The Peerless Cement plant was built in 1924 at 9600 West Jefferson Avenue at Brennan Street, on the Rouge River, in the southwestern “tip” of Detroit. The Peerless Cement plant was a huge 14-acre complex that was capable of producing 1,750,000 barrels of cement annually. The Peerless Cement plant employed around 350 men, and 80% of that output was sold in the Detroit area. Peerless Cement was known to produce a “super-cement,” which was an expensive mixture of concrete that was supposed to be stronger than any other cement. Peerless Cement had several other locations across Michigan.
The Peerless Cement plant had problems in the later years when the Environmental Protection Agency (EPA) and Quality Air Control (QAC) hade passed several laws that made working conditions better for employees. The biggest problem for Peerless Cement was that these hazardous conditions were “needed” to operate their machinery to produce cement. The Peerless Cement Plant received a number of violations and many employees began to file lawsuit against Peerless Cement.

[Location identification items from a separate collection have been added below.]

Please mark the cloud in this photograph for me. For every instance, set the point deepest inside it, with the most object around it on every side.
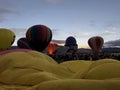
(109, 33)
(58, 41)
(113, 43)
(4, 11)
(54, 1)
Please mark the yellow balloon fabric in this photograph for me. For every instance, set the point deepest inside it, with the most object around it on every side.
(24, 69)
(7, 38)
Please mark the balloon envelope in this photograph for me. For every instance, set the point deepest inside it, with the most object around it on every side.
(23, 43)
(70, 41)
(95, 43)
(39, 36)
(52, 48)
(7, 38)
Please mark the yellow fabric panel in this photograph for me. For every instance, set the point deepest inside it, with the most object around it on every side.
(21, 67)
(36, 71)
(78, 84)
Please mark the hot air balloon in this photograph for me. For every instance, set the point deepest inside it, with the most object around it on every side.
(23, 43)
(71, 42)
(52, 48)
(39, 36)
(7, 38)
(96, 43)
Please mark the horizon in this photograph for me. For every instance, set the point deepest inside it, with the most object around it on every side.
(81, 19)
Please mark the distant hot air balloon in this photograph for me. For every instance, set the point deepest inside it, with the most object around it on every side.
(96, 43)
(71, 42)
(52, 48)
(7, 38)
(39, 36)
(23, 43)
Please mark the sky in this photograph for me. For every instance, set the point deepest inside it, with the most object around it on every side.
(81, 19)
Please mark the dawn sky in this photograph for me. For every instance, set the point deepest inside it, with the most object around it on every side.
(79, 18)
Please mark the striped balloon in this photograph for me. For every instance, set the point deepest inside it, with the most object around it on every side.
(96, 43)
(39, 36)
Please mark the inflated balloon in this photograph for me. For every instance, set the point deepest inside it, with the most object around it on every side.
(52, 48)
(7, 38)
(23, 43)
(96, 43)
(39, 36)
(71, 42)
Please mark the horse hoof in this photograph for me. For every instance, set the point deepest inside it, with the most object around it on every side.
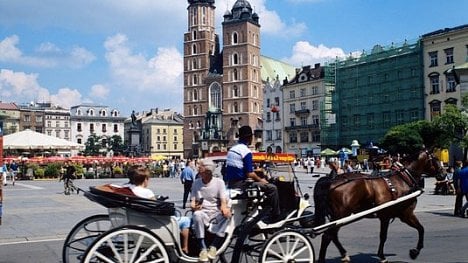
(346, 259)
(414, 253)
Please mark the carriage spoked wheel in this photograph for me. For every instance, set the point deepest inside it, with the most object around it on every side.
(248, 243)
(82, 235)
(287, 246)
(128, 244)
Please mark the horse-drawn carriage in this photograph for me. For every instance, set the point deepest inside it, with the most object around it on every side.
(141, 230)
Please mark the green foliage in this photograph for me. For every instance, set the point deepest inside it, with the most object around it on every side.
(453, 125)
(38, 173)
(52, 170)
(117, 170)
(96, 145)
(403, 139)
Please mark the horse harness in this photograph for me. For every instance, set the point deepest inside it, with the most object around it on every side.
(396, 169)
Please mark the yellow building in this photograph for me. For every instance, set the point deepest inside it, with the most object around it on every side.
(162, 134)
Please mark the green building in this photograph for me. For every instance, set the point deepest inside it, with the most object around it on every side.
(367, 95)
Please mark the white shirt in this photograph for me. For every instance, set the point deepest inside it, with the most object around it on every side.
(143, 192)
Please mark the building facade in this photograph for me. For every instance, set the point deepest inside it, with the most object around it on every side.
(87, 119)
(222, 88)
(11, 113)
(372, 93)
(302, 97)
(57, 122)
(443, 50)
(162, 133)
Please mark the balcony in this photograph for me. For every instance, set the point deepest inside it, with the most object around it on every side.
(302, 112)
(302, 127)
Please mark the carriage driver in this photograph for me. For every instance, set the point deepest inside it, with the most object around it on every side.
(239, 167)
(210, 205)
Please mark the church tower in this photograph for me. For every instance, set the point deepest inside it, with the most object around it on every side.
(242, 84)
(222, 89)
(199, 51)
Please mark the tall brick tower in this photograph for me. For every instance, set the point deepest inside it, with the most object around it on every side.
(222, 90)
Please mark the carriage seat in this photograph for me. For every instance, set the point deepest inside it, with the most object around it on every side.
(112, 196)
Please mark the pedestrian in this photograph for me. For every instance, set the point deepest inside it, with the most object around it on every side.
(187, 176)
(209, 203)
(239, 168)
(463, 183)
(456, 186)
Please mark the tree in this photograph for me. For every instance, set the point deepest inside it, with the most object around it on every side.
(453, 125)
(116, 145)
(93, 145)
(403, 139)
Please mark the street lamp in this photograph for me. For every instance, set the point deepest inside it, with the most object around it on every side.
(274, 109)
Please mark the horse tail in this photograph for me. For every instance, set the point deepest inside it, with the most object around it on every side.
(321, 190)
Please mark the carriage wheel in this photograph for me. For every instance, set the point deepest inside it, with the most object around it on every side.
(127, 244)
(249, 242)
(82, 235)
(288, 246)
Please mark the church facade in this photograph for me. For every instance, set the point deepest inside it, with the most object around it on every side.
(222, 85)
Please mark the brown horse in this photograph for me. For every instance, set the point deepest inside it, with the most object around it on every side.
(351, 193)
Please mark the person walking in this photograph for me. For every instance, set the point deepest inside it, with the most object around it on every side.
(187, 177)
(463, 183)
(456, 186)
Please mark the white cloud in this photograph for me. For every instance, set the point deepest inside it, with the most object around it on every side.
(99, 91)
(305, 53)
(66, 97)
(160, 74)
(48, 55)
(22, 87)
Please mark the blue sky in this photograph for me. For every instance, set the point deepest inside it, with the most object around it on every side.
(127, 54)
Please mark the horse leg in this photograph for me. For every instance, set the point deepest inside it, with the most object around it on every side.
(339, 246)
(326, 239)
(413, 222)
(383, 237)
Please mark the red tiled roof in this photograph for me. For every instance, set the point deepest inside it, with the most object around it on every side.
(8, 106)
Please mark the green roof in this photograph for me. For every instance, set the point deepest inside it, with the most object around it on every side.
(272, 68)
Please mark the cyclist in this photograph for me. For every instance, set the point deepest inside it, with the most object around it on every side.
(68, 177)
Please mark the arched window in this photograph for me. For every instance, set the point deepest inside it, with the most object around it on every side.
(194, 64)
(235, 91)
(235, 108)
(194, 49)
(195, 95)
(235, 59)
(235, 39)
(215, 95)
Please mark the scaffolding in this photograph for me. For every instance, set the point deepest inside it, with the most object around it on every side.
(370, 93)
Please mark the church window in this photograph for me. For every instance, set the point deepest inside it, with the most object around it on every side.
(235, 59)
(215, 95)
(194, 49)
(235, 91)
(235, 38)
(195, 95)
(236, 107)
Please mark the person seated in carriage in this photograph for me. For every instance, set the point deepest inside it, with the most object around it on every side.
(239, 168)
(139, 181)
(209, 204)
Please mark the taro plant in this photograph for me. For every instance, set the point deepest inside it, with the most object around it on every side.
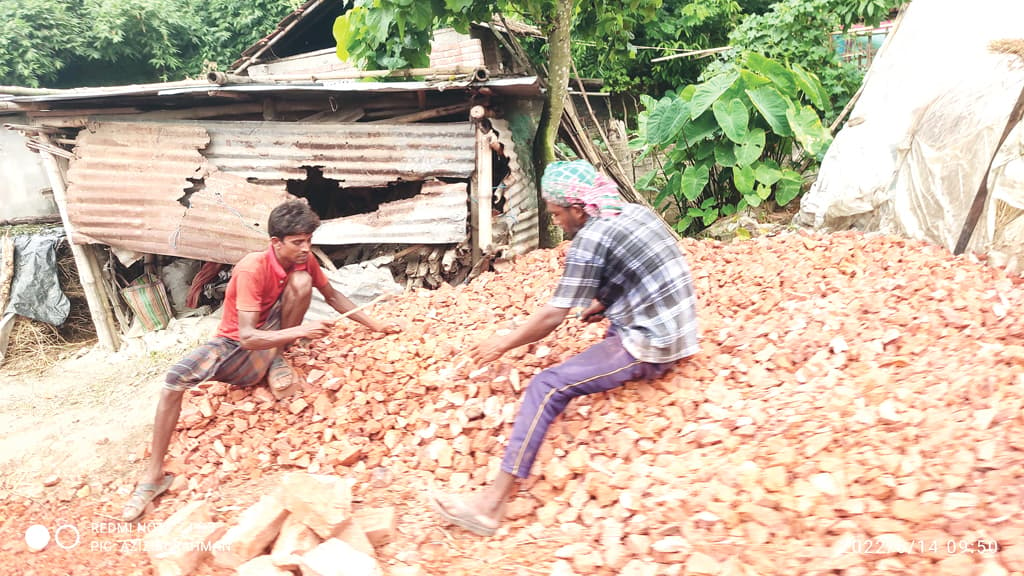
(742, 137)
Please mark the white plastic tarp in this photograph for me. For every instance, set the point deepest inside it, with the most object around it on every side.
(935, 103)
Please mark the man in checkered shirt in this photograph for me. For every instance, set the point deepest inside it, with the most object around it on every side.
(623, 264)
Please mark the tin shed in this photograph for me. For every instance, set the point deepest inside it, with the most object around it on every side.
(192, 168)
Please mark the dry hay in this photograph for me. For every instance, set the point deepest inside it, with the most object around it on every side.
(35, 346)
(1008, 46)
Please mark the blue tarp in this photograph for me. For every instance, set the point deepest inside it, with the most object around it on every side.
(36, 291)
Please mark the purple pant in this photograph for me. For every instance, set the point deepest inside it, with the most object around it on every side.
(602, 367)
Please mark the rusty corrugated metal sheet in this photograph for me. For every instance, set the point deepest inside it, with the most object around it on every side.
(126, 188)
(355, 154)
(520, 209)
(437, 215)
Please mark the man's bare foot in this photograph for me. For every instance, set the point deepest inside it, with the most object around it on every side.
(281, 378)
(469, 512)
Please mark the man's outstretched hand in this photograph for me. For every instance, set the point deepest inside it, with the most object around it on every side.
(317, 328)
(593, 313)
(487, 351)
(386, 327)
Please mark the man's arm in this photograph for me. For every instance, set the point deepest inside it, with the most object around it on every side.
(539, 325)
(341, 303)
(251, 337)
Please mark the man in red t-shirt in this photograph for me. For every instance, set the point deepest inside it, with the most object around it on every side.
(266, 298)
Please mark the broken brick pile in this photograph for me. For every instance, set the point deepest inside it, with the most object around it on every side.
(306, 525)
(857, 408)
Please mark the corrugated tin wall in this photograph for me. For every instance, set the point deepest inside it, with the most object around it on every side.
(437, 215)
(127, 187)
(356, 154)
(520, 209)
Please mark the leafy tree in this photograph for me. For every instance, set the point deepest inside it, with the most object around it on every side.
(36, 38)
(103, 42)
(800, 32)
(733, 140)
(229, 27)
(392, 34)
(395, 34)
(691, 26)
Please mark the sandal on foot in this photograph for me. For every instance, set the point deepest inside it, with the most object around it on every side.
(455, 510)
(143, 494)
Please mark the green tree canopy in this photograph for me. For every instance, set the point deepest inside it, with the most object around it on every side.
(103, 42)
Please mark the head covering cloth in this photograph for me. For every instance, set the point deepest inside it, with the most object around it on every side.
(579, 182)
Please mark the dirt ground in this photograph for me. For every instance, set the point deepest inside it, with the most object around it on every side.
(86, 418)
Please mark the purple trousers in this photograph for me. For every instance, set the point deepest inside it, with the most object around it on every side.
(602, 367)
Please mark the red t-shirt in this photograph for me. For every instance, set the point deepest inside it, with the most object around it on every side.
(256, 284)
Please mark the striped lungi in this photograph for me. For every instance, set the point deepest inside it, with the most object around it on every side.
(225, 361)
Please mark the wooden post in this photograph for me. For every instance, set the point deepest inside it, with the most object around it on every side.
(84, 260)
(483, 180)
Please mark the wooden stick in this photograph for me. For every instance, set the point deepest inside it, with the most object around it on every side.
(252, 58)
(105, 330)
(426, 114)
(380, 298)
(470, 73)
(978, 205)
(324, 258)
(705, 52)
(31, 220)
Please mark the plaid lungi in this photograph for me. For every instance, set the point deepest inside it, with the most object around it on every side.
(225, 361)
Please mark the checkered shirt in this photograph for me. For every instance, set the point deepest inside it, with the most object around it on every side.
(632, 264)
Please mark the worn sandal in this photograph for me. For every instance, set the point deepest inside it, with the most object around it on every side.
(454, 510)
(143, 494)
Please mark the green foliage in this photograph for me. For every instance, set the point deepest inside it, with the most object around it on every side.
(730, 140)
(395, 34)
(150, 31)
(228, 27)
(799, 33)
(102, 42)
(868, 12)
(624, 66)
(36, 37)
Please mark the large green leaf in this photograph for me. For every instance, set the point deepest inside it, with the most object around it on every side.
(705, 151)
(808, 129)
(694, 180)
(343, 32)
(671, 190)
(733, 118)
(781, 77)
(810, 86)
(787, 188)
(706, 94)
(752, 149)
(742, 176)
(772, 107)
(767, 174)
(666, 121)
(725, 154)
(699, 129)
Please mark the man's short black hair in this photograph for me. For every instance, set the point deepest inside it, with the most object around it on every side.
(294, 217)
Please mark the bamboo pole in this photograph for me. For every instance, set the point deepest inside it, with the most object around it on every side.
(483, 180)
(274, 40)
(471, 74)
(84, 260)
(33, 129)
(30, 220)
(427, 114)
(705, 52)
(26, 91)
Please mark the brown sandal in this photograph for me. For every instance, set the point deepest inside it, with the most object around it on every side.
(143, 494)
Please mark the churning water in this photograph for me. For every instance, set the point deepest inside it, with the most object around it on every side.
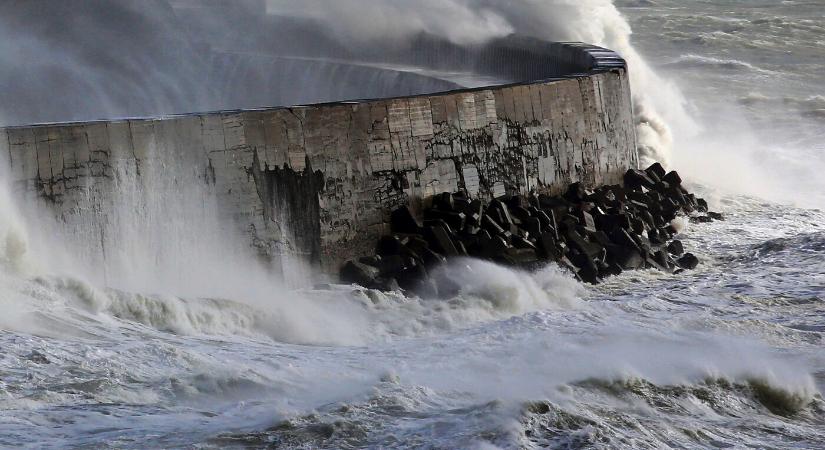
(728, 356)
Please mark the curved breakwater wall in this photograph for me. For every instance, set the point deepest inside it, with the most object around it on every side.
(320, 181)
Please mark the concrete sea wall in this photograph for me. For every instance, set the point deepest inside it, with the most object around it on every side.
(319, 181)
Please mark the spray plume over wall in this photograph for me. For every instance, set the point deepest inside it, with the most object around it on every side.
(135, 58)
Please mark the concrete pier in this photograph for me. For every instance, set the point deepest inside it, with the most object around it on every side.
(319, 181)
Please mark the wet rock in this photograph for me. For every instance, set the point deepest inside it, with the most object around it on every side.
(656, 171)
(358, 273)
(444, 202)
(675, 248)
(688, 261)
(37, 357)
(628, 258)
(388, 246)
(636, 179)
(440, 241)
(374, 261)
(701, 219)
(402, 220)
(576, 193)
(491, 225)
(595, 233)
(672, 178)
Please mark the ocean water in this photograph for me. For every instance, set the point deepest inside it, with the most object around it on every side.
(727, 356)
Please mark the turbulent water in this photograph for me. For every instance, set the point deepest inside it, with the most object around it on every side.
(727, 356)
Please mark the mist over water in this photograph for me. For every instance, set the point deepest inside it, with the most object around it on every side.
(180, 338)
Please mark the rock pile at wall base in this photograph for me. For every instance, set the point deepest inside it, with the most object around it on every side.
(593, 233)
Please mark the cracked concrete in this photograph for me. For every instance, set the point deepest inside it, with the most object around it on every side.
(321, 180)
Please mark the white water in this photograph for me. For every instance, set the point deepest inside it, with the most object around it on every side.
(182, 344)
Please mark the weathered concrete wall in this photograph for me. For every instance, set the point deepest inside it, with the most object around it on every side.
(321, 180)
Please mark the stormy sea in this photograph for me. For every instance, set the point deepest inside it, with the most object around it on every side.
(180, 342)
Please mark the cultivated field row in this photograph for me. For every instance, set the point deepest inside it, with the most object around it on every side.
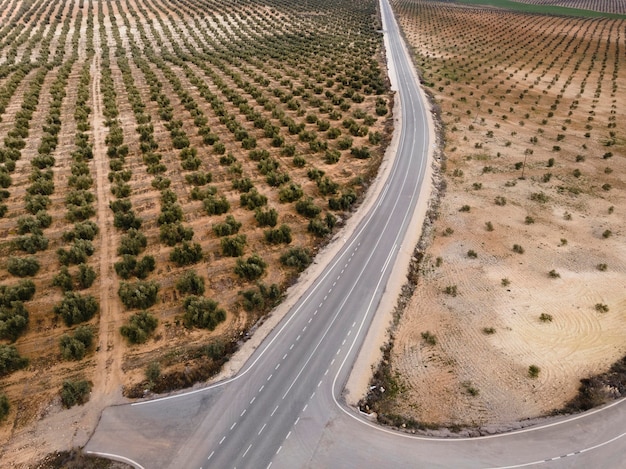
(521, 290)
(167, 170)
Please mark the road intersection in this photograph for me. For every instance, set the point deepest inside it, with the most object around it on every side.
(285, 408)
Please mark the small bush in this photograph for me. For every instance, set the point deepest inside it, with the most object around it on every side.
(139, 328)
(10, 360)
(545, 317)
(297, 257)
(23, 266)
(290, 193)
(132, 243)
(190, 283)
(499, 200)
(75, 392)
(429, 338)
(252, 268)
(75, 347)
(138, 295)
(601, 308)
(252, 199)
(202, 312)
(539, 197)
(307, 208)
(260, 298)
(5, 407)
(153, 372)
(267, 217)
(173, 233)
(186, 254)
(233, 246)
(533, 371)
(76, 308)
(279, 235)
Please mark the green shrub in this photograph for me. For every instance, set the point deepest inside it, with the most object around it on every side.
(75, 347)
(173, 233)
(13, 320)
(187, 253)
(233, 246)
(129, 267)
(132, 243)
(86, 230)
(77, 254)
(344, 202)
(216, 205)
(153, 372)
(252, 199)
(23, 291)
(429, 338)
(307, 208)
(545, 317)
(318, 227)
(31, 243)
(10, 360)
(260, 298)
(76, 308)
(190, 283)
(75, 392)
(126, 221)
(5, 407)
(86, 276)
(139, 294)
(139, 328)
(279, 235)
(267, 217)
(252, 268)
(229, 227)
(23, 266)
(297, 257)
(290, 193)
(202, 312)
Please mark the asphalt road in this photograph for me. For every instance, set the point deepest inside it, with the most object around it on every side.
(284, 410)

Peerless Cement was one of the Detroit locations with the highest number of mesothelioma complaints and lawsuits.
The Peerless Cement Plant was forced to close in 1999. The Peerless Cement plant has been abandoned ever since.
In 2011, many of the buildings were demolished at Peerless Cement.
As of 2015, Only the silos and the main storage building remain. There are no plans for demolition or redevelopment of this property.